肾外组织将25(OH)D(骨化二醇)转化为1,25(OH)₂D(骨化三醇)的能力以及该转化对底物水平的依赖性,为给通常严重缺乏25(OH)D和1,25(OH)₂D的透析患者补充维生素D提供了理论依据。本研究的主要目的是比较小剂量胆钙化醇(12,000 IU/周)与欧洲常用的小剂量阿法骨化醇(1.5 μg/周)或安慰剂,给予12周,对25(OH)D缺乏的血液透析患者血清1,25(OH)₂D的影响。次要结局是治疗期间血清钙、磷、25(OH)D、甲状旁腺激素(PTH)、成纤维细胞生长因子23(FGF23)和骨硬化蛋白的变化。
这是一项前瞻性、随机、部分双盲(胆钙化醇与安慰剂)研究。在马佐夫舍省5个中心接受透析的522例患者中,93例给予知情同意并符合纳入标准:未使用过任何维生素D代谢物和拟钙剂;无肝脏或肠道疾病史;血清25(OH)D<20 ng/ml,iPTH<1,000~110 pg/ml,钙<10.2,磷<6.8 mg/dl。受试者按血清iPTH分层,然后根据治疗随机分为3组。

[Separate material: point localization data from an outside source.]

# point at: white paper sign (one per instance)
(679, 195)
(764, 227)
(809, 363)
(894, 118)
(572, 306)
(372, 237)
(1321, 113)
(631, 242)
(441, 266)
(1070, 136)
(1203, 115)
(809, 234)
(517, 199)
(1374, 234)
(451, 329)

据我们所知,这是第一项在血液透析人群中对这些药物进行直接比较的研究。各组在基线时无显著差异。81例患者完成了研究。胆钙化醇使血清25(OH)D恢复正常,平均从12.9±6.7 ng/ml升至31.3±10.1 ng/ml(P<0.0001)。同时,1,25(OH)₂D从13.8±9.3 pmol/l显著升至25.1±14.2 pmol/l(P<0.0001)。阿法骨化醇治疗的患者血清1,25(OH)₂D也有升高,但幅度小得多(从13.5±10.1 pmol/l升至18.5±11.0 pmol/l;P=0.02)。胆钙化醇和阿法骨化醇治疗均未导致血清PTH和其余参数发生显著变化。
在大多数患者中,每周12,000 IU剂量的胆钙化醇治疗可安全纠正25(OH)D缺乏,且在升高血清1,25(OH)₂D方面比每周1.5 μg剂量的阿法骨化醇更有效。鉴于对循环iPTH无影响,如此小剂量的阿法骨化醇在血液透析患者中的实用性值得商榷。